If I had simply relented and willingly allowed my brain not to focus on writing for a week or two, chances are, I would have jumped back into the saddle as soon as the break was over. Instead, the fact that I was struggling to write became something I could punish myself for and worry about. Like the dog that smells the fear, the block sensed my anxiety and negative anticipation. It fed on this and grew. The more blocked I felt, the more worried I became, the more blocked I felt – a never-ending cycle and a creatively-obstructed mindset.

Take Away

So what can I take away from all this? What tricks can I put to use in the future to avoid periods of creative stagnation?

Around twelve years ago someone called Lou Harry brought out a book in the shape of a block, creatively titled Creative Block. Each page contains nothing more than an off-the-wall idea for how to banish the block – make an ice cream sundae with an unusual ingredient ; make a scrapbook filled with ideas to revert to when you’re stuck ; go for a walk….

I will admit, some of these are less imaginative than others, none of them reinvent the wheel, but all of them do one thing very effectively: they encourage the reader to take a step back from the blockage and channel their energy into something altogether more frivolous. This takes us right back to John Cleese and his theory of openness.

Let’s Play

By giving ourselves permission to play, we open ourselves to the possibility that creativity might strike. In the event that it doesn’t, at least we will have done something enjoyable, leaving us feeling refreshed to begin the process again, unburdened by the negative energy we were channeling into feeling blocked.

It really isn’t rocket science, but it does make perfect sense. In fact, it matches up with the message I instil in all my students, whatever their age. Worry less about the outcome; focus on the process of getting there and the ideas you can explore along the way. Most importantly, be sure to enjoy the scenery. 

Final Thought

Sometimes it is essential to give yourself a break. Try and acknowledge that you may be in closed mode for a reason. Whether that is physical pain, emotional stress, side effects of medication or just an overloaded brain, the reason is valid and it doesn’t mean you have failed.

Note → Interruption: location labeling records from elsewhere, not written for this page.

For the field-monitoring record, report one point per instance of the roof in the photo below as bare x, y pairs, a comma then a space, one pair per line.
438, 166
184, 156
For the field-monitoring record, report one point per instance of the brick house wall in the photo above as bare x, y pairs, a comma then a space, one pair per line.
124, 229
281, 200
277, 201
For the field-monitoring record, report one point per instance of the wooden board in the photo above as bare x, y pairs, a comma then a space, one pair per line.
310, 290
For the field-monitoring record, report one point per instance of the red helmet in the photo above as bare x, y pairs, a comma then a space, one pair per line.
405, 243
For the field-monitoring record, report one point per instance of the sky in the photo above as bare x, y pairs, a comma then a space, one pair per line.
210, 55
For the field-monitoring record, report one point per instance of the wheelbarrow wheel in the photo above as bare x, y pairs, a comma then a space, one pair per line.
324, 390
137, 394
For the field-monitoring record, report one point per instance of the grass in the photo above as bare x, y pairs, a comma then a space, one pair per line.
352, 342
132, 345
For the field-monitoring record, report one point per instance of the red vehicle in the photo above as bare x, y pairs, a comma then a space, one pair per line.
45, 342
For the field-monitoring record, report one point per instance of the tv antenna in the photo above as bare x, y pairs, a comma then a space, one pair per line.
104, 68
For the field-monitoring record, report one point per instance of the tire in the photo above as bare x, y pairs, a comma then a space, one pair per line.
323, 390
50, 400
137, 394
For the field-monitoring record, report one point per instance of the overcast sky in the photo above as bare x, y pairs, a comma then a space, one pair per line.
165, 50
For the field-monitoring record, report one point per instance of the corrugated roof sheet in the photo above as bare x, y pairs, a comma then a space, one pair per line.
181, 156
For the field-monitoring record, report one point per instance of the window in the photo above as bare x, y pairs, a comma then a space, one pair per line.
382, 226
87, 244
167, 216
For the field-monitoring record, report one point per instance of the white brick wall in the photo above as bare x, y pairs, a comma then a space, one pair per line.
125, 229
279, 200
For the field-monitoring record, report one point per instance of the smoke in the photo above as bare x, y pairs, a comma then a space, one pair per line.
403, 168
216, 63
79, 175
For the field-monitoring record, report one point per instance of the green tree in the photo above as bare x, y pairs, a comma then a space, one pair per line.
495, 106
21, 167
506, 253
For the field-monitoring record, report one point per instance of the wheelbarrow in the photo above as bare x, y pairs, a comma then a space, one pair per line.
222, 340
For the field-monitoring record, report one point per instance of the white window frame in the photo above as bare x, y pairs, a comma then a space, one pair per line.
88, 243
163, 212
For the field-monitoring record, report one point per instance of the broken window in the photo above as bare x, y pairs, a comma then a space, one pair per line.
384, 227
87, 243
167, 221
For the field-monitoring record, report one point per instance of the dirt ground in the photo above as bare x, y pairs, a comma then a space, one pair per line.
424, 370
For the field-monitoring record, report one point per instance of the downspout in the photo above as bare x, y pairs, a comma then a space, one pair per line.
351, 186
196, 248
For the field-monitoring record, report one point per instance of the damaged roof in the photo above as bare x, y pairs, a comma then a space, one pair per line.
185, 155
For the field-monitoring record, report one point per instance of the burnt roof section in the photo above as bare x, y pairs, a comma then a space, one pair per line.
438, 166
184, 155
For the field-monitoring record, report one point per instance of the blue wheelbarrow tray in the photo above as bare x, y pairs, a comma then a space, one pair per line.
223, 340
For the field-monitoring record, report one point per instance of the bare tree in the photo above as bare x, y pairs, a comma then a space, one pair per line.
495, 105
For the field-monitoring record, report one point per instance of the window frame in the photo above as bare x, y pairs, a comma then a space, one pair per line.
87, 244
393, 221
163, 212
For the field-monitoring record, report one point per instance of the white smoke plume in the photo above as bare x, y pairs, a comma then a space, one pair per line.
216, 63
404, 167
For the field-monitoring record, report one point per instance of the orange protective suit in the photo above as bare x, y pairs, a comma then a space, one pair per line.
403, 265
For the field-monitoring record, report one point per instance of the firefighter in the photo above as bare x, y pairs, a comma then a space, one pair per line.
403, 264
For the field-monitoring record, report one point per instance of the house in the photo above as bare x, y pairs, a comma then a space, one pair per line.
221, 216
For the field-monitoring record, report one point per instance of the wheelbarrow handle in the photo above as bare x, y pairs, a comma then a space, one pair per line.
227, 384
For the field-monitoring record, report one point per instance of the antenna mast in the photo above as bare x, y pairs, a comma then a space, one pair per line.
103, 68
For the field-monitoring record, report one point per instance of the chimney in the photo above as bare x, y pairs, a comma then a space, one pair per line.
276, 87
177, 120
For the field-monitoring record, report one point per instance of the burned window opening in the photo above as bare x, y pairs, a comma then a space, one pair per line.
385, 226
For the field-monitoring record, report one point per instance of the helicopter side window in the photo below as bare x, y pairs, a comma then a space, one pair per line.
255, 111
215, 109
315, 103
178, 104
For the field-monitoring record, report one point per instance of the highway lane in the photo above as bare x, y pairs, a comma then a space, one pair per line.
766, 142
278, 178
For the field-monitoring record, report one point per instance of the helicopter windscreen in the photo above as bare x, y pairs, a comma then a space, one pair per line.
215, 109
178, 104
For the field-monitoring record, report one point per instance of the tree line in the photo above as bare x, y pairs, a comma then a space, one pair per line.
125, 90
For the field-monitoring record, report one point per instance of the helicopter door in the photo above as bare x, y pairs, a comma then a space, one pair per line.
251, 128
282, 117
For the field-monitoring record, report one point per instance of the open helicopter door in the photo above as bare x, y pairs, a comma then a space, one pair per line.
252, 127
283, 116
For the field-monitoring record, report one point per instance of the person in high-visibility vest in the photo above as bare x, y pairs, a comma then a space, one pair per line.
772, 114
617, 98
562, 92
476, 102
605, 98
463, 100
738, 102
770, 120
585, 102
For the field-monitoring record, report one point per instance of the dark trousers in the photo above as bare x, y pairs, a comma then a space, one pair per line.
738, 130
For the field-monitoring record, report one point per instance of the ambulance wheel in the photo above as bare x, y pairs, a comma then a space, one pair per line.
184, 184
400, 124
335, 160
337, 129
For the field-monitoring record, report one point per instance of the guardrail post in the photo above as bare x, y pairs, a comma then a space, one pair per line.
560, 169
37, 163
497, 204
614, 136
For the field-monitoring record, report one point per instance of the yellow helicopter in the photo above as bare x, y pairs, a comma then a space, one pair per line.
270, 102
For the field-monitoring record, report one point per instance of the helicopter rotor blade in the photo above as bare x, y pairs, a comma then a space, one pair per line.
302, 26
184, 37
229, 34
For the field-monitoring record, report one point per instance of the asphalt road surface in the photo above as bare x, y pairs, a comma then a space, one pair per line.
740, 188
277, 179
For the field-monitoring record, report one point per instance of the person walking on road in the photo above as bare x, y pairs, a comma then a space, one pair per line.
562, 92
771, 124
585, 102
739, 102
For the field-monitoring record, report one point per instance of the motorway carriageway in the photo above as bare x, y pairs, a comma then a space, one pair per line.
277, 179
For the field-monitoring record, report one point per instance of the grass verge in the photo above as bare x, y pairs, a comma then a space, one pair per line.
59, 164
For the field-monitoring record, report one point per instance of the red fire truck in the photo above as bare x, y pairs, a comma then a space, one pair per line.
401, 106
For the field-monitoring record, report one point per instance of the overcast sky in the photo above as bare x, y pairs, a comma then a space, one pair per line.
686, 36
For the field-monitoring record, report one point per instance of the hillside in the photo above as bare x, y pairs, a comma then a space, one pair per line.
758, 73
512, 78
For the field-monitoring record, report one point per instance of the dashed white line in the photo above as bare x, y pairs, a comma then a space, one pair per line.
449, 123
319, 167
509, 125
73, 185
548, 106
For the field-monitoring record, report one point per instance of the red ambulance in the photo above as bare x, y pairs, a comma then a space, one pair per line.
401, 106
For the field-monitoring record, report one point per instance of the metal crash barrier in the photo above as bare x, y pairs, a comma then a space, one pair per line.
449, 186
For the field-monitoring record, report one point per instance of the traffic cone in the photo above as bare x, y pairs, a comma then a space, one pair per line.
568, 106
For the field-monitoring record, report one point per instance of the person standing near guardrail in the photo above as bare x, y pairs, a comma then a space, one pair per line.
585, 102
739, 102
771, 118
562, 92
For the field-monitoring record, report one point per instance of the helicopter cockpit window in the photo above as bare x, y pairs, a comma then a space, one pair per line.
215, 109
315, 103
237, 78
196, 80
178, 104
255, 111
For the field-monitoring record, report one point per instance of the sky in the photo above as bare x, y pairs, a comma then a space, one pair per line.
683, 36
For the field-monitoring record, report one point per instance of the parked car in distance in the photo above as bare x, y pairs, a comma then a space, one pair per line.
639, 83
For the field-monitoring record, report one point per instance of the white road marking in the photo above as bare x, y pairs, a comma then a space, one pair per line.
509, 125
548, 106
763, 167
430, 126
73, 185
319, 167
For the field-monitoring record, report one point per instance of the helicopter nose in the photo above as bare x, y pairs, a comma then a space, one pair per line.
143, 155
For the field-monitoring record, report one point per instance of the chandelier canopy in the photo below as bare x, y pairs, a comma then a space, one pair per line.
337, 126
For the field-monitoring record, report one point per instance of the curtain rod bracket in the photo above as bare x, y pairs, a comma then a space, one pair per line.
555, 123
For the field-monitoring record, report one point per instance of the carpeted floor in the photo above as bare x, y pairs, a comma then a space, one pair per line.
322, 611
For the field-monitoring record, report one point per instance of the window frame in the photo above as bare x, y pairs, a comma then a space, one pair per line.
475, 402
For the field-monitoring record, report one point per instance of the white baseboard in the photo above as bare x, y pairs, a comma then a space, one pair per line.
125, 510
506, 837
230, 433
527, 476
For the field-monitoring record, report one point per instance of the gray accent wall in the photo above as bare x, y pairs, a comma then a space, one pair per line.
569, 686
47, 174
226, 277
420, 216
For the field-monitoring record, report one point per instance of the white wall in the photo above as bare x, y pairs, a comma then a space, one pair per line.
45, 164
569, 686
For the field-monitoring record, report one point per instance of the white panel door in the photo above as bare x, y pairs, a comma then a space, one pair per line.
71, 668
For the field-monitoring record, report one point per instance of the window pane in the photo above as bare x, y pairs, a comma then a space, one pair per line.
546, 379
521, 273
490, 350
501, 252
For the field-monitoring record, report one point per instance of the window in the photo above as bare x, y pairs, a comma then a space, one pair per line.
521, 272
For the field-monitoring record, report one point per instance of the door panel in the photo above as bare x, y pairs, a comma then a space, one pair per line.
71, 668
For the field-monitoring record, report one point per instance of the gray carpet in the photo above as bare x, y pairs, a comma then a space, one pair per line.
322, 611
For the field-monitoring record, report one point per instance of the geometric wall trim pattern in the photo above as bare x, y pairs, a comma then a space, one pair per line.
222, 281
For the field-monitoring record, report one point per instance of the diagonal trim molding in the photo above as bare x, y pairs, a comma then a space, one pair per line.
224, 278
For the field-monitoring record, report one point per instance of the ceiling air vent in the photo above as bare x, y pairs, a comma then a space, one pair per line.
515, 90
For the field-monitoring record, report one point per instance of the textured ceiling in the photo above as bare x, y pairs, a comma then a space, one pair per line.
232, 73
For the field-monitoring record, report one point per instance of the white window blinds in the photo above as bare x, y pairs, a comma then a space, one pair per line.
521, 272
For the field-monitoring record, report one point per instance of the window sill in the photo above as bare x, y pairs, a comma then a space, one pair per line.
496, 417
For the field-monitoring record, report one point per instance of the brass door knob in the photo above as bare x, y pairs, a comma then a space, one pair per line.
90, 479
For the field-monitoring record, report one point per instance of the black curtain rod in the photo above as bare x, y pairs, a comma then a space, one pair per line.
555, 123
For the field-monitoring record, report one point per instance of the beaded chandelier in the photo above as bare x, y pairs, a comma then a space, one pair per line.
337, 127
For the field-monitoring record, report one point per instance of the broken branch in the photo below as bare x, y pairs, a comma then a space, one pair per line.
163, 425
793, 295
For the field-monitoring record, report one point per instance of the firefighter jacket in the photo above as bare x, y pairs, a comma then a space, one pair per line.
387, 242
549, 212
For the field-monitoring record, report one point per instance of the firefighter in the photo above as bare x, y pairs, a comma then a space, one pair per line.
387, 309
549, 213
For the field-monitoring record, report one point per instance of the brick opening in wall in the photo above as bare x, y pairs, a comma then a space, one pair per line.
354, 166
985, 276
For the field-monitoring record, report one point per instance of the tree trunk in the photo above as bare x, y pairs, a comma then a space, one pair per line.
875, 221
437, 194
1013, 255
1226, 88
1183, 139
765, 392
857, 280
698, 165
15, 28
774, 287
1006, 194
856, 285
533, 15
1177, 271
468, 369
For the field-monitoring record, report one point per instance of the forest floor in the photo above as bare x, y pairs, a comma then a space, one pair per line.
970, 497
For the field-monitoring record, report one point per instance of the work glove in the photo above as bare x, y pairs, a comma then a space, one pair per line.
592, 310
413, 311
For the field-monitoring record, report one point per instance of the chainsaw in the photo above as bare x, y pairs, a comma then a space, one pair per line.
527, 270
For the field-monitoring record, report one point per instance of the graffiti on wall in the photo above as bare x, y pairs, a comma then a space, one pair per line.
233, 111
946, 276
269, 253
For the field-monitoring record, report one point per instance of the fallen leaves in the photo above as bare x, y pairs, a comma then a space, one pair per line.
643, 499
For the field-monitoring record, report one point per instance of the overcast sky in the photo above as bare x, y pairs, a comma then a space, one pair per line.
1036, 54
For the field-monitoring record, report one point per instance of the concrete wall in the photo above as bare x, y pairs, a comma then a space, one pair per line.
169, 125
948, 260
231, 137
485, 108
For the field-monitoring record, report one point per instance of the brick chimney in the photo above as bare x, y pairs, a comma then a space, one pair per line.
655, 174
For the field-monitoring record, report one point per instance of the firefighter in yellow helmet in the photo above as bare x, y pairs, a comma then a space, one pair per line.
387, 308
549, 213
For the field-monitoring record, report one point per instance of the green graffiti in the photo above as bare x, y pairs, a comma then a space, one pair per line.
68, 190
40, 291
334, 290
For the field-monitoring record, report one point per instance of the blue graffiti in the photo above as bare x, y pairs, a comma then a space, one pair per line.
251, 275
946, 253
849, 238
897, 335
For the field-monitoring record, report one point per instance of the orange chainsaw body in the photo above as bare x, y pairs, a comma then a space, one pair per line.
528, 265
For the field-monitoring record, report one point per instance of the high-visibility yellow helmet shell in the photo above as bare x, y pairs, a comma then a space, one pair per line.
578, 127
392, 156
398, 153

Surely it is far less damaging to accept – I am blocked today and go and do something else, then make a conscious decision to be open tomorrow, even if only to play, than to do what I have done and hide for just over two months in fear that the block will find me. As with so many things, the anticipation is the worst part. Now that I have unpicked the mystery of my own creative block, it doesn’t seem half as scary. In fact, I am pretty sure I just smashed through it.